Erstbegehungen Oskar und Casimir wandten sich wieder ihren Bergen zu. Wie Carl Egger in «Die Eroberung des Kaukasus», 1932, schrieb, begann dort die bergsteigerische Erforschung bereits 1868 u.a. durch Douglas W. Freshfield, dem späteren Präsidenten der Royal Geographical Society. Diese Glanzzeit endete ausgangs der 80er-Jahre, doch für Hug und de Rham warteten immer noch unerschlossene Routen. Egger nennt folgende Erstbegehungen: Dolra Tau, 3849 m, Nakra Tau, 4277 m, Maseri-Tau Ostgipfel, um 3900 m, Schcheldü NW-Gipfel, 4229 m, Tscharinda-Murkwebi, um 3300 m.
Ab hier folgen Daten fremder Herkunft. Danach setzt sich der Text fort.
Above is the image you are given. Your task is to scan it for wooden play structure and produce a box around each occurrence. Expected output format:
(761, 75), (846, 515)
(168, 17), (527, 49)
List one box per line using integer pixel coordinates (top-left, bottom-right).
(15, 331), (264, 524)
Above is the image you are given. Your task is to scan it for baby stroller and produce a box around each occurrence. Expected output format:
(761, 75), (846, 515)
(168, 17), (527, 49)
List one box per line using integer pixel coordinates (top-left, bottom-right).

Weiter kam es zur lange geplanten und erstmaligen Überschreitung des Elbrus, Ostgipfel mit 5533 m, und gleichentags Westgipfel mit 5623 m Höhe. Ihnen blieb vor allem die ausgedehnte Fernsicht in Erinnerung, die sogar bis zum 500 km entfernten Ararat in Armenien und dem Kleingebirge Georgiens gereicht haben soll. Das nächste Hauptziel war der Uschba, das «Matterhorn des Kaukasus», der von ungemütlichen Biwaks aus angegangen wurde.